On 11/20/05, Mark Gallagher m.g.gallagher@student.canberra.edu.au wrote:
G'day Sam,
On 11/19/05, Jack Lynch jack.i.lynch@gmail.com wrote:
everybody considers a merge vote as a de-facto keep vote, because thats what the rules say. If they think otherwise they are mistaken.
Please cite this rule and tell me which everyone thinks this. I had thought "everybody" meant that all the members of a community, or at least a very large supermajority. Once again, I fear you are moulding the facts until they become *your* facts.
The rules do *not* say that merge == keep.
I think it depends whether you look at it from a content- or page-based POV. Those who want merges generally want the content kept, so they can't be considered fans of deletion. However, they certainly don't want the page kept (indeed, some will even ask for the article to be deleted, rather than left as a redirect ... presumably this will involve some ultra-complicated wacky history merge thing).
It's not accurate to say that merge == keep *or* that merge == delete. Merge == merge. Fortunately, it's usually the people pushing an "inclusionist" or "deletionist" view that take the "merges should be reinterpreted" line, and not the closing admins.

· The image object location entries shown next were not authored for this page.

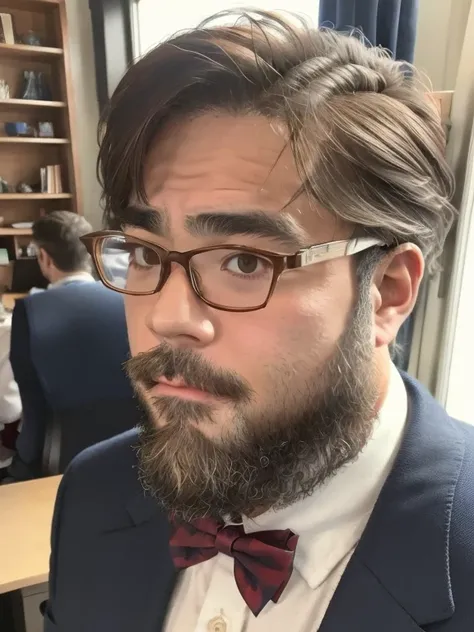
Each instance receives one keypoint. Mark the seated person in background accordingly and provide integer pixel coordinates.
(67, 350)
(10, 402)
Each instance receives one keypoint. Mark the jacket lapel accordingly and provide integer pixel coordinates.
(398, 579)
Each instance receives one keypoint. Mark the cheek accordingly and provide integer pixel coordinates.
(291, 336)
(139, 335)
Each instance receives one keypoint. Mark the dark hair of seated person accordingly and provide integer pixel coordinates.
(59, 233)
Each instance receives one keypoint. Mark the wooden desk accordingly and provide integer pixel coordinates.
(26, 512)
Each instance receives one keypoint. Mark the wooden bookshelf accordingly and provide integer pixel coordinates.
(22, 157)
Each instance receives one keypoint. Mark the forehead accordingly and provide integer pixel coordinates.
(228, 162)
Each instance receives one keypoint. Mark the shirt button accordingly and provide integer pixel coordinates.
(217, 624)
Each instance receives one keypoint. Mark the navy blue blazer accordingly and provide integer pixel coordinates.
(413, 569)
(68, 345)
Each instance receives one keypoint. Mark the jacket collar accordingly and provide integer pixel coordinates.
(404, 552)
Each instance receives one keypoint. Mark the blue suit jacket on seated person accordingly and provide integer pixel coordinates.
(67, 350)
(413, 570)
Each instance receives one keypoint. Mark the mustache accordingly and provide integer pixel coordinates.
(166, 361)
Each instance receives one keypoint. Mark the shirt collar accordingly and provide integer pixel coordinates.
(85, 277)
(331, 521)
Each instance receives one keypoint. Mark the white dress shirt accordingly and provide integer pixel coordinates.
(329, 523)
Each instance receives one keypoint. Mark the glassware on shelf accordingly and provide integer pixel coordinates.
(30, 86)
(4, 89)
(31, 39)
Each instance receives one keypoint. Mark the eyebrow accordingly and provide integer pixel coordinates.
(282, 228)
(279, 227)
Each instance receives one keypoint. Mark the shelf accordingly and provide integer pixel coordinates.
(32, 5)
(34, 140)
(36, 52)
(35, 196)
(30, 103)
(5, 232)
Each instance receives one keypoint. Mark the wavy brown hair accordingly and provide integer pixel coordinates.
(367, 140)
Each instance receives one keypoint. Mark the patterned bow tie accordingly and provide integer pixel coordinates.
(263, 562)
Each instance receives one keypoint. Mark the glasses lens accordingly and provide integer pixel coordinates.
(232, 278)
(129, 265)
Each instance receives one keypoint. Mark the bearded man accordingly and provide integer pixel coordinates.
(274, 194)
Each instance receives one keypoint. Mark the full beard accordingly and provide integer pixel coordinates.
(274, 456)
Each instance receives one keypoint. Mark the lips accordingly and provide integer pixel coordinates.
(177, 387)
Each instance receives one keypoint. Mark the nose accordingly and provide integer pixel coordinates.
(178, 316)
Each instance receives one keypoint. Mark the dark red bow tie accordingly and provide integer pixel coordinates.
(263, 562)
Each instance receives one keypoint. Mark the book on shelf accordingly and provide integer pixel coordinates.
(51, 180)
(7, 33)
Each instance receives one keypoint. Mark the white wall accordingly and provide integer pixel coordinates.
(158, 21)
(87, 111)
(441, 27)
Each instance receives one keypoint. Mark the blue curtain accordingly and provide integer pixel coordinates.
(387, 23)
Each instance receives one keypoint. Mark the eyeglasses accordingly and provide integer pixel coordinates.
(230, 278)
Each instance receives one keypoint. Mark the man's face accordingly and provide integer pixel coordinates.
(261, 375)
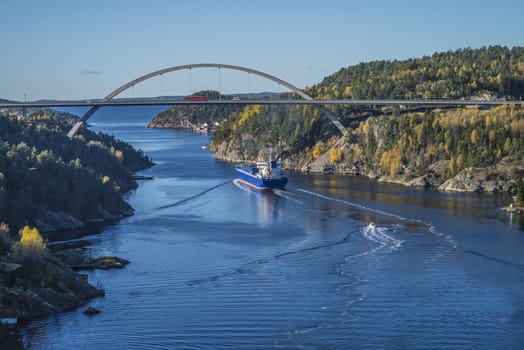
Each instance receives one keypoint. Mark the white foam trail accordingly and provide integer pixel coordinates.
(429, 226)
(354, 205)
(378, 235)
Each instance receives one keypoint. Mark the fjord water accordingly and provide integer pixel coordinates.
(329, 263)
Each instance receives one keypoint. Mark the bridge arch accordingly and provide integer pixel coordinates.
(140, 79)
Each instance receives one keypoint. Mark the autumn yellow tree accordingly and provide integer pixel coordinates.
(318, 149)
(474, 137)
(30, 238)
(335, 154)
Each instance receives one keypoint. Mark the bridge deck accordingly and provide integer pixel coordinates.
(153, 102)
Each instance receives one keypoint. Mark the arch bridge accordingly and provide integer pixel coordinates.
(132, 83)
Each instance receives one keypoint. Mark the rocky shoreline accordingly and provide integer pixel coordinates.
(498, 178)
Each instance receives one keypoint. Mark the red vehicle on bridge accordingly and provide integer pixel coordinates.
(196, 98)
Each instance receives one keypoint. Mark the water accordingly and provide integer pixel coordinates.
(330, 263)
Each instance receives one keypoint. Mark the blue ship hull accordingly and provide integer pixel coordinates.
(261, 183)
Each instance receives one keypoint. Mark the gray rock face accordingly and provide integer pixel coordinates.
(48, 221)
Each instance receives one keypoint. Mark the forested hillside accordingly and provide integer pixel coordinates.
(44, 173)
(436, 144)
(494, 71)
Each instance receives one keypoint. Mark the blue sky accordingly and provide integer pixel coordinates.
(85, 49)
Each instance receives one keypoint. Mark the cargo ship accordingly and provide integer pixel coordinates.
(262, 175)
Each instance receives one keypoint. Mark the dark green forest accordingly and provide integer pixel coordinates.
(42, 169)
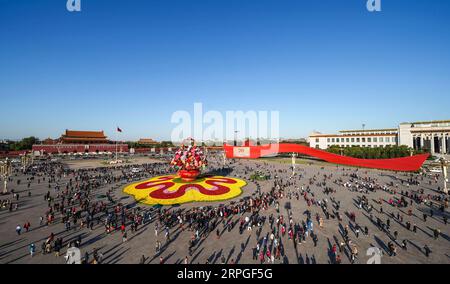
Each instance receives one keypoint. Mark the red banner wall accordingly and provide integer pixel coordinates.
(413, 163)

In any case, at the end of the day, it's just an article on a website (albeit, a super-mega-happy-awesome website). I'm not going to lose any sleep over a page being kept, deleted, merged, BJOADNed, or anything else (well, I might get upset if [[Lang Hancock]] is deleted ...).
Well said, Mark.
From http://en.wikipedia.org/wiki/User:Raul654/Raul%27s_laws
Jacqui's law: the longer a user spends time in polls and/or debates, the more he or she will see each question as a binary of delete or keep.